Turning to the public law duty counsel submitted that the same circumstances that gave rise to the breach of the ancillary duty could be described as a “failure to make reasonable provision for an individual prisoner so egregious as to satisfy the Wednesbury standard of unreasonableness”.

The primary point made by counsel for the petitioner was that the decision of the Risk Management Team (RMT) meeting in December 2012 to put him on the Good Lives course and what followed thereafter amounted to a failure to provide a reasonable opportunity of rehabilitation.

That decision, it was submitted, was “irrational” as it relied on the HASI assessment and failed to have regard to the whole background knowledge regarding the petitioner’s learning disability.

The respondents’ position in summary was that the focus of the petitioner’s argument was the doctor’s report which concluded that he did have a learning disability and the HASI assessment, but this was a somewhat “selective approach” and taking into account all the circumstances in this case, rather than focusing on selective aspects, the respondents had “complied” with their duties.

Refusing the petition, the judge held that the decision made by the RMT did provide a reasonable opportunity of rehabilitation and was a “rational” one.

In a written opinion, Lord Bannatyne said: “I am clearly of the view, that having regard to all of the background material before it, this was a reasonable decision.

“The balance which was struck by the RMT at that time, having considered all the relevant information before it, was one it was entitled to reach. By proceeding in the manner which it did at that time the respondents cannot be said to have failed to provide reasonable opportunities to rehabilitate.

“Thus having regard to the foregoing, overall the respondents sought to reduce the petitioner’s risk by providing him with access to behavioural treatment programmes as and when recommended”.

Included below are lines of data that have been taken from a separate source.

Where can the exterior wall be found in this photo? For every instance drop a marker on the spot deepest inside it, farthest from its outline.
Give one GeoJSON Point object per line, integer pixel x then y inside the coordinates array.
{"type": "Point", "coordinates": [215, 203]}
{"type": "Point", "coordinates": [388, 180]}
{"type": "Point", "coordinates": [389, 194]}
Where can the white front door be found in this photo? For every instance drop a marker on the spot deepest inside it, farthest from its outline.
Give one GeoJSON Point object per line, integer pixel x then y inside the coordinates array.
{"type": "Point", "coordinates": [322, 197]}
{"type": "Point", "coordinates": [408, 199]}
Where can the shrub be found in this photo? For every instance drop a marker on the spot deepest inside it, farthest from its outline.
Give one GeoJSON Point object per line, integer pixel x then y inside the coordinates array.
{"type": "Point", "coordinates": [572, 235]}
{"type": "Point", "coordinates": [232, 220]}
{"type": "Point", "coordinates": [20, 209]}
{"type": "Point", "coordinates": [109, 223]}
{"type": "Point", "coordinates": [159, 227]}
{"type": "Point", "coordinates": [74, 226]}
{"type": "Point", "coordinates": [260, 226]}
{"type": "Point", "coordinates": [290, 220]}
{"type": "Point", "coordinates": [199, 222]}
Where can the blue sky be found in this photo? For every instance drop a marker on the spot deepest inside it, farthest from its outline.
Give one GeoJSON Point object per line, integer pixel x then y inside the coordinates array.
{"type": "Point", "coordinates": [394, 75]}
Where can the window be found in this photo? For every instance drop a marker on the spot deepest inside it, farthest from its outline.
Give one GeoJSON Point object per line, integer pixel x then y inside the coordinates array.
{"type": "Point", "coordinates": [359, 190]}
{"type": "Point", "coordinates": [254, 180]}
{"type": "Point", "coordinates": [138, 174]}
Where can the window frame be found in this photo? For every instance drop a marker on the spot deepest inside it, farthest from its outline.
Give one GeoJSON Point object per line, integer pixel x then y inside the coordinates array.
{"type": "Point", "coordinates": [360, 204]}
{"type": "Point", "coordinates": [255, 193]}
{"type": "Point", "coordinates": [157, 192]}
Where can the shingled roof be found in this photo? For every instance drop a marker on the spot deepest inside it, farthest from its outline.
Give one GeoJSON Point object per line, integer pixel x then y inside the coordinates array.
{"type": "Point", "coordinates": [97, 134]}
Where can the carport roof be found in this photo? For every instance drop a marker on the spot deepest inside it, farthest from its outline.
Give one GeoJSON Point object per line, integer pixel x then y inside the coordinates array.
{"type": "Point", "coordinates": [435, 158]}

He added: “Beyond the above I am satisfied that there is merit in the argument advanced by counsel for the respondents that one of the reasons that the petitioner did not get as much out of the Good Lives programmes as he might have done was his failure to engage properly in the programme by failing to disclose sexual thoughts…In assessing the reasonableness of the opportunities for rehabilitation one of the factors that must be taken into account is: the use made of opportunities for rehabilitation.

“In summary: for the reasons I have set out the challenged decision of the RMT was not seriously flawed, that is irrational; the petitioner was throughout offered reasonable opportunities to rehabilitate himself having regard to the whole circumstances of his case; and the respondents therefore complied with the two duties incumbent upon them.”